For the reasons mentioned above, we are of the opinion that disallowance of royalty was not warranted. CIT(Appeals) had justly deleted such disallowance. No interference is called for.
Ground No.3 is treated as dismissed.
5.1 Further, the above decision was followed by this Tribunal in the assessee’s group cases viz., M/s.Shriram Capital Ltd., M/s.Shriram City Union Finance Ltd., M/s.Shriram Transport Finance Co., Ltd., and M/s.Shriram Automall India Ltd., in 2502, 2406,2503, 2370, 2504 & 2505/Mds/2016 dated 01.05.2017. As the facts in this case is similar to the facts in the above cases, we do not find any error in the order of the Ld.CIT(A) and hence, the corresponding grounds of the Revenue are dismissed.

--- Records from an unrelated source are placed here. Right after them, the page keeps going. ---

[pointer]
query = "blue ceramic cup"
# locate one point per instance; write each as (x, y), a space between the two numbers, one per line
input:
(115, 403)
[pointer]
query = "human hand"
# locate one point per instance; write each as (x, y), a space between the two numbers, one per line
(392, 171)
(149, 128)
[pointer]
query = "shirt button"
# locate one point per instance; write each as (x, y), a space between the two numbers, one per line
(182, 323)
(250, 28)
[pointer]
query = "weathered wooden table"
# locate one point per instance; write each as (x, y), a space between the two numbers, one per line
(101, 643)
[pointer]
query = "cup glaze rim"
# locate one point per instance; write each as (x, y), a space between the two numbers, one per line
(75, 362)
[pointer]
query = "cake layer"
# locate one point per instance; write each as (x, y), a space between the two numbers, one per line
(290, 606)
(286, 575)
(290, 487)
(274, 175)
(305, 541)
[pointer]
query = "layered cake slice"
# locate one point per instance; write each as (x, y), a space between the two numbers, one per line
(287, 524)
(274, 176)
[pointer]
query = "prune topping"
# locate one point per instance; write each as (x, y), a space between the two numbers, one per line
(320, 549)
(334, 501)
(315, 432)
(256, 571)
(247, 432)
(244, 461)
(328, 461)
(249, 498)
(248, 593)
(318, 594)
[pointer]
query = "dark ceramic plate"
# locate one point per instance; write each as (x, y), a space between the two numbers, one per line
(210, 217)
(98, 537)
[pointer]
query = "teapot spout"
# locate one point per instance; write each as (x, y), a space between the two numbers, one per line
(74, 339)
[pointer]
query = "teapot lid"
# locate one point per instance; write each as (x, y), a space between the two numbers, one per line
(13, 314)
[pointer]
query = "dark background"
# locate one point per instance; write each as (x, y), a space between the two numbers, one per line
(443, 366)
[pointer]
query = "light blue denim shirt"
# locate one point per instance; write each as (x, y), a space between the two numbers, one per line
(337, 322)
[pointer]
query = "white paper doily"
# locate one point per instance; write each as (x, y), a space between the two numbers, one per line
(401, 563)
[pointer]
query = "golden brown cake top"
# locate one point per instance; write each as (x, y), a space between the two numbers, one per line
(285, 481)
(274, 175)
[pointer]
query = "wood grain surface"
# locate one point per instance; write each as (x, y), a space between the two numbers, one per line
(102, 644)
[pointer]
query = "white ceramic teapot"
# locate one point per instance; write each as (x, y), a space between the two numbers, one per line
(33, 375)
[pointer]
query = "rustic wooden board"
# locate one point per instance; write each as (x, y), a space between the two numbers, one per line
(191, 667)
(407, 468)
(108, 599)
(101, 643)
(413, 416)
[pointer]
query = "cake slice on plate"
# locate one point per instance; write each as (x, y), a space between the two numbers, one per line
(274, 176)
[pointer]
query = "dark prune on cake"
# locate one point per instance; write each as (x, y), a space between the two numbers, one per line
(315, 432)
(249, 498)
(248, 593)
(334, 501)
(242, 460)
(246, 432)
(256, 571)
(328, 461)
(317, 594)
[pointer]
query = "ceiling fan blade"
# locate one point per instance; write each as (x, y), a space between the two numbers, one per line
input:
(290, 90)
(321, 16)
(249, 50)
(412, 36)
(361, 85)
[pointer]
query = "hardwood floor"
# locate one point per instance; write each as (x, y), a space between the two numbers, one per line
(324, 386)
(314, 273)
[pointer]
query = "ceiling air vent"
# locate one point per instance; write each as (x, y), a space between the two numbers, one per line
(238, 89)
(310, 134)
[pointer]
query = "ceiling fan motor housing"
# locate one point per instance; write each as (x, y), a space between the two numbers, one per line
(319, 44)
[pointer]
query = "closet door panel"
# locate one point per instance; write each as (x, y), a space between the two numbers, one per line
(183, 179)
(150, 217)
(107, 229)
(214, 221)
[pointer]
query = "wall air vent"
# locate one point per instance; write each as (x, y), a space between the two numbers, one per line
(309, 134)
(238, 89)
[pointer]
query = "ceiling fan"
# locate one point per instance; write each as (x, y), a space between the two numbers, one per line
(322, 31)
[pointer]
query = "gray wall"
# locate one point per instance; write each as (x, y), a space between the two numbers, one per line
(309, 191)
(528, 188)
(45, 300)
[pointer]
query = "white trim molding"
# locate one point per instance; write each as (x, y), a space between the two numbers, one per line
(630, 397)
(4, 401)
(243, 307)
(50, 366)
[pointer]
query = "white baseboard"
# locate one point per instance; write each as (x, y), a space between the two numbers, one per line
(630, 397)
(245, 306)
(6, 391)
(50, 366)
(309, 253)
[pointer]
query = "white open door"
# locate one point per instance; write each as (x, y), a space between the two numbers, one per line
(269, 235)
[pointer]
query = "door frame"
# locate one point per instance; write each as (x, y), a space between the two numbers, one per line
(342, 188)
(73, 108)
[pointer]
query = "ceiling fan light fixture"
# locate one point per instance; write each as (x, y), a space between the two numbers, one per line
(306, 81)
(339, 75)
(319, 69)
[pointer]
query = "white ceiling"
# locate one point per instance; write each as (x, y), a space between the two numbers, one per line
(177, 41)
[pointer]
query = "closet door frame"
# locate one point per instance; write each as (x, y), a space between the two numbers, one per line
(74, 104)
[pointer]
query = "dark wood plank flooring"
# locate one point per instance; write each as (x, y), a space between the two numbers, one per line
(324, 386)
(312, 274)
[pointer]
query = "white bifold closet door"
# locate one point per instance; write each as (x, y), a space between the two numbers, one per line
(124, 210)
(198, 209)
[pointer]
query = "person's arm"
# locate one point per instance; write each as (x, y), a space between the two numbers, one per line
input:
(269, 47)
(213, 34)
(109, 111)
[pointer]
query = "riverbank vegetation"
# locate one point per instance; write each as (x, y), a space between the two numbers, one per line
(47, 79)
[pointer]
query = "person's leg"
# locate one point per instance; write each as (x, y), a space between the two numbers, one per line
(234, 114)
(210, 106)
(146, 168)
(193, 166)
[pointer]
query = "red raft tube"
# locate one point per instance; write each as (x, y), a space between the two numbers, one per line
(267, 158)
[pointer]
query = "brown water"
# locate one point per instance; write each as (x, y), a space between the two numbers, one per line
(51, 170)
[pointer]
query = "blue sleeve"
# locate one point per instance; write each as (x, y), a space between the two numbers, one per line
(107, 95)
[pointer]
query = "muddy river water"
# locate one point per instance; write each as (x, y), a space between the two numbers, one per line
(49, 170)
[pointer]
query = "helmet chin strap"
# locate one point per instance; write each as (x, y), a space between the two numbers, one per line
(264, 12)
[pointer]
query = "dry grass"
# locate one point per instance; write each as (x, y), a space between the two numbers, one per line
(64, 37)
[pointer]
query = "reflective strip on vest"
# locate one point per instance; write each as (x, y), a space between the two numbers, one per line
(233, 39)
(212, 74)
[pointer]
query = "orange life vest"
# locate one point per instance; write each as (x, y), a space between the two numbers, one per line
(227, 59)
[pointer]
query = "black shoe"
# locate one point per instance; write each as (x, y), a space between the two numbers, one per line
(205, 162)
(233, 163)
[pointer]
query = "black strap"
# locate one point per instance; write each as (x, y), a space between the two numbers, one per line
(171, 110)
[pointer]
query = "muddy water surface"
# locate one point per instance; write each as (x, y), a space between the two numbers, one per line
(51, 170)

In respect of the disallowance on the employee’s contribution to PF & ESI, since the Ld. CIT (A) followed the decision of the Hon’ble Jurisdictional High Court in the case of CIT vs. M/s.Industrial Security & Intelligence India Pvt. Ltd., supra, we do not find any reason to interfere with his order and hence, the corresponding grounds of the Revenue are dismissed.
In respect of the issue of the disallowance u/s.14A r/w Rule 8D, it is pleaded that the assessee has not received any dividend and the decision of the Ld.CIT (A) does not require any interference in the light of the ratio laid by the Hon’ble Jurisdictional High Court in the case of M/s.Redington (India) Ltd. v. ACIT, Co. Range-V, Chennai reported in [2017] 77 taxmann.com 257 (Madras) dated 23.12.2016. Following the Hon’ble Jurisdictional High Court ration in the case of M/s.Redington (India) Ltd. v. ACIT, Co. Range-V, Chennai, supra, we uphold the order of the Ld .CIT(A) in this regard and hold that the corresponding grounds of the Revenue are dismissed.
In respect of the addition made u/s.115JB, it is pleaded that the Special Bench of the Delhi Tribunal in the case of ACIT, Circle 17 (1), New Delhi V. Vireet Investment (P) Ltd., dated 16.06.2017 reported in [2017] 82 taxmann.com 415 (Del-Trib) (SB) held that the computation under Clause (f) of Explanation-1 to Sec.115JB(2) is to be made without resorting to computation as contemplated u/s.14A r/w Rule 8D. Following the decision of the Special Bench, supra, we do not find any merit in the grounds raised by the Revenue and hence, the corresponding grounds of the Revenue are dismissed.
In the result, the appeal filed by the Revenue is dismissed.
Order pronounced in the Open Court on May 29, 2018, in Chennai.